Just as Christ died once to justify all those who came before him and after him, so too is our Baptism good for all time – one Lord, one faith, one Baptism. Our baptism is when God calls us into his midst as His child and kills and raises us in Christ’s own death and resurrection. We may have been baptized as infants or as adults, but we are all the same before God – as children who can offer Him nothing, for He already has all things as our Creator.
And yet He calls us into His midst and into the midst of His people and He says to us, “You are mine,” and He says to others, “This little one is now mine.”
So, whoever receives one such child in Christ’s name receives Christ, for Christ has placed his name on the child. And, as I said, we are all as children before God, bearing His name that He has given to us in Baptism. So, we receive and are received into the Church due to Christ’s calling and not due to anything we have done.
For the Lord is always calling sinners into His midst so that he may save them. And He doesn’t just stand far off and call so that they may journey to Him. No, He searches out the lost and brings them back to Him, just as a shepherd seeks out the lost sheep and brings it back on his shoulders to the rest of the flock. Our God is a God who acts – and He acts for us. He is “God for us.” And God rejoices with each sinner that He redeems.

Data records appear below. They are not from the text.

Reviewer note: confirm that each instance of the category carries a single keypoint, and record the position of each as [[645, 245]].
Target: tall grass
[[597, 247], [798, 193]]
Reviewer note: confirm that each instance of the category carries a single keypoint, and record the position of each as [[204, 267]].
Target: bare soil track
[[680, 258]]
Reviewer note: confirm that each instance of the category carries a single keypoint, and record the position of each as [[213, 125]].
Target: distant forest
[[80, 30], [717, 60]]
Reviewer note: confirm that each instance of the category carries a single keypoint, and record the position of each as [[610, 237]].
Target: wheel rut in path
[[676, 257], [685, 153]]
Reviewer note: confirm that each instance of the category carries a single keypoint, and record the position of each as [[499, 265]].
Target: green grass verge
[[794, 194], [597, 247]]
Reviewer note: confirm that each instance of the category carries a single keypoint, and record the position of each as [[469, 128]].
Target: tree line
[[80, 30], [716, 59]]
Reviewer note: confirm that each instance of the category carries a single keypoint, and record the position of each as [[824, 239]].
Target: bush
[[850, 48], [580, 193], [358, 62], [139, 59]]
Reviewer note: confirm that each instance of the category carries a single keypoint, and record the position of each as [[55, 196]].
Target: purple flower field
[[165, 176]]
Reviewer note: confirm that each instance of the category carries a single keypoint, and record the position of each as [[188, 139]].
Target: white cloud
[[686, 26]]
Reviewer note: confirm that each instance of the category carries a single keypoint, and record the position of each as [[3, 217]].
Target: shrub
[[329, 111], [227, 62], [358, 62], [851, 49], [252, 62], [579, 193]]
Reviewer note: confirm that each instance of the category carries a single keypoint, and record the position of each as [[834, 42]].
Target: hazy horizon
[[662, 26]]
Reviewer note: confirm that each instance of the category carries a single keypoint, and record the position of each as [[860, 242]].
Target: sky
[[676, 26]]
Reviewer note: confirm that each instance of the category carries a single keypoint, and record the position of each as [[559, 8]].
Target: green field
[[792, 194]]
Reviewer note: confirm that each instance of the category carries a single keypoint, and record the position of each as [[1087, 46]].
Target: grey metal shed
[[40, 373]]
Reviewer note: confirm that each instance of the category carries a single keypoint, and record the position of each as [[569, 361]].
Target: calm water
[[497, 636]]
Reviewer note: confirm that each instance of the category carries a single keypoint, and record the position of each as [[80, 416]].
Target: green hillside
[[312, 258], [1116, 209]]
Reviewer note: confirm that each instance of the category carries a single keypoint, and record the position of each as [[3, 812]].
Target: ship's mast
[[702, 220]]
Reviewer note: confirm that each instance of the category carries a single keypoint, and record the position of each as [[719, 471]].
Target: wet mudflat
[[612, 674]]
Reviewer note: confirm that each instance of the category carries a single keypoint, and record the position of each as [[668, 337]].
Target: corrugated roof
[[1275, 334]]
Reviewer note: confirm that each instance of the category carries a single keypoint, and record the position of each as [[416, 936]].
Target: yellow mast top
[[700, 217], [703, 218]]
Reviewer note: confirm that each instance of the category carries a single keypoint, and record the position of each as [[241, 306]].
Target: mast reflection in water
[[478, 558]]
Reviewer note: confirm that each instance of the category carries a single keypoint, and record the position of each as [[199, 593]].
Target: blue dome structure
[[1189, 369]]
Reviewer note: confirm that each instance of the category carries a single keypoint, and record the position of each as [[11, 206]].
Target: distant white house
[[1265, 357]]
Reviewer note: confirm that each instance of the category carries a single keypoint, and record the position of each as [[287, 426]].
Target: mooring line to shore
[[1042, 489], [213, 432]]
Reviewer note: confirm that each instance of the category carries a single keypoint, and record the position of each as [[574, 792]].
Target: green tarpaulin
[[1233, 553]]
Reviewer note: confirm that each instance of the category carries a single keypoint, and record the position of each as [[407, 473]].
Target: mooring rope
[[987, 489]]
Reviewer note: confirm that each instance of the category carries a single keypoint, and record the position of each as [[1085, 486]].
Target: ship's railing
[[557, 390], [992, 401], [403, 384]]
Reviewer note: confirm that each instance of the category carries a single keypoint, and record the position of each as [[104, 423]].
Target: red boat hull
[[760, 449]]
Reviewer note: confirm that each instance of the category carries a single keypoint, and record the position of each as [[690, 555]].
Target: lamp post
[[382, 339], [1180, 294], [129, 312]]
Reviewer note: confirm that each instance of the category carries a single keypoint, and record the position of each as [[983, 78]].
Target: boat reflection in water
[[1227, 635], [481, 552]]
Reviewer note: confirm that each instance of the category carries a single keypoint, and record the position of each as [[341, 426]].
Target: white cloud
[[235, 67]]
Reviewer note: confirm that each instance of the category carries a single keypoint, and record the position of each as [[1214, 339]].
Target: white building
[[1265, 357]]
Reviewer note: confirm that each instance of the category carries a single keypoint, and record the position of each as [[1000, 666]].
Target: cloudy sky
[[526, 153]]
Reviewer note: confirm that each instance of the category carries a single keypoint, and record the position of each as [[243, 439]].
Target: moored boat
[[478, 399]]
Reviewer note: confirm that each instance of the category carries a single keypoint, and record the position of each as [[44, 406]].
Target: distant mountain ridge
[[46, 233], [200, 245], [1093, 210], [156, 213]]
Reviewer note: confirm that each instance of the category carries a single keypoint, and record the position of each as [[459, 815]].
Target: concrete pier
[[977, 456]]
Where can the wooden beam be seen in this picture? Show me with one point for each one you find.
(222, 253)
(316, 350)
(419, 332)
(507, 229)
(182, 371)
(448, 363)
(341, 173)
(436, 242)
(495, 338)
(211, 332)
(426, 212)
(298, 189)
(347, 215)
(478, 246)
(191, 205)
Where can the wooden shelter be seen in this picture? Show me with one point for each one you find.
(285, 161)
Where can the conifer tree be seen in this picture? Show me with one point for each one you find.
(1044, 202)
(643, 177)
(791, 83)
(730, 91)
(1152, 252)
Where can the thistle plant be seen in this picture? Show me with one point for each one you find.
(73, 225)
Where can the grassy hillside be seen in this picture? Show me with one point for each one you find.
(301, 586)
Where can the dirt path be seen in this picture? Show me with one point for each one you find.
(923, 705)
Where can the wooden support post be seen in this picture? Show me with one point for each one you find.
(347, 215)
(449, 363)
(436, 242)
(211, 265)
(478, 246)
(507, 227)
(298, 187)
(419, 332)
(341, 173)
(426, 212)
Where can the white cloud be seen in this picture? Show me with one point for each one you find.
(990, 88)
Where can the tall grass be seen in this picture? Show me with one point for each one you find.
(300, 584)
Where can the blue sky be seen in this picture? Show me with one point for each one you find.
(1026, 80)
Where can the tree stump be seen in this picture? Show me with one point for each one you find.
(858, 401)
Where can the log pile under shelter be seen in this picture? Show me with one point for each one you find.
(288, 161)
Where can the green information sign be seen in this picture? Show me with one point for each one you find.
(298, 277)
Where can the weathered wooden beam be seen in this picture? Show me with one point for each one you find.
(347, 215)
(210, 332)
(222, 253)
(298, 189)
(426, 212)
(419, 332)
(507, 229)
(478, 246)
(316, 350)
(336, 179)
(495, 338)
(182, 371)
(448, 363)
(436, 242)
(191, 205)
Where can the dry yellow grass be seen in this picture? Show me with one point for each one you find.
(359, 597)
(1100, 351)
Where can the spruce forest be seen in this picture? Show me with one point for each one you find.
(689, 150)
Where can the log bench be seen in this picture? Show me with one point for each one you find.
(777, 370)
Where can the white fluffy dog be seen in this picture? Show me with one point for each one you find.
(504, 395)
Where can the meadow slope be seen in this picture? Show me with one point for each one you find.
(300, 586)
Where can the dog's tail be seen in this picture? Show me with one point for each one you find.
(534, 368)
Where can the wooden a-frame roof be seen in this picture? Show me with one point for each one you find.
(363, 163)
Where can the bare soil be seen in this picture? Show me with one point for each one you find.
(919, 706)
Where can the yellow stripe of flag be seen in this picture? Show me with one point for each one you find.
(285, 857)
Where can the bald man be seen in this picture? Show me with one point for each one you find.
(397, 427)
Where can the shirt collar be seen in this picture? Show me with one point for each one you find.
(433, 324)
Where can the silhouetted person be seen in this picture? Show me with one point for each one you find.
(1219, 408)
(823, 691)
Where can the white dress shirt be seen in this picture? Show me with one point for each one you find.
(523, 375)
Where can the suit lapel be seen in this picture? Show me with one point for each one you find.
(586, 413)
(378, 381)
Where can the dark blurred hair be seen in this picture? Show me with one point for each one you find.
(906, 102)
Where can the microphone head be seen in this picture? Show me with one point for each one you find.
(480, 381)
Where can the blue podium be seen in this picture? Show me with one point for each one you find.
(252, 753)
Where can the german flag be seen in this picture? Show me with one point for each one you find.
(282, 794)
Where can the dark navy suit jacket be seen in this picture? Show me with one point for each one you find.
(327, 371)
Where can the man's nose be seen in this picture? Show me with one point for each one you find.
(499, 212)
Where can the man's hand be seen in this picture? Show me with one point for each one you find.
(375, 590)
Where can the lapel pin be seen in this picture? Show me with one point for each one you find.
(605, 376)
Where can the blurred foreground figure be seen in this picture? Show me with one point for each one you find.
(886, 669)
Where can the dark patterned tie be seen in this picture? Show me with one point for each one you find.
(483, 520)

He rejoices over you. God has redeemed you, and so there is great rejoicing here and in heaven. For the holy Lord has brought you into His midst and into the midst of His people – the Church. You have been set apart by God as His own. The Church is the collection of all those sinners whom God has made His children and gathered together around Christ. God has forged a new people – the Church – through the power of His Word. Though the Church is spread throughout the entire world and composed of people of different languages, different nationalities, and different colors, it is one nation in Christ – one Lord, one faith, one baptism.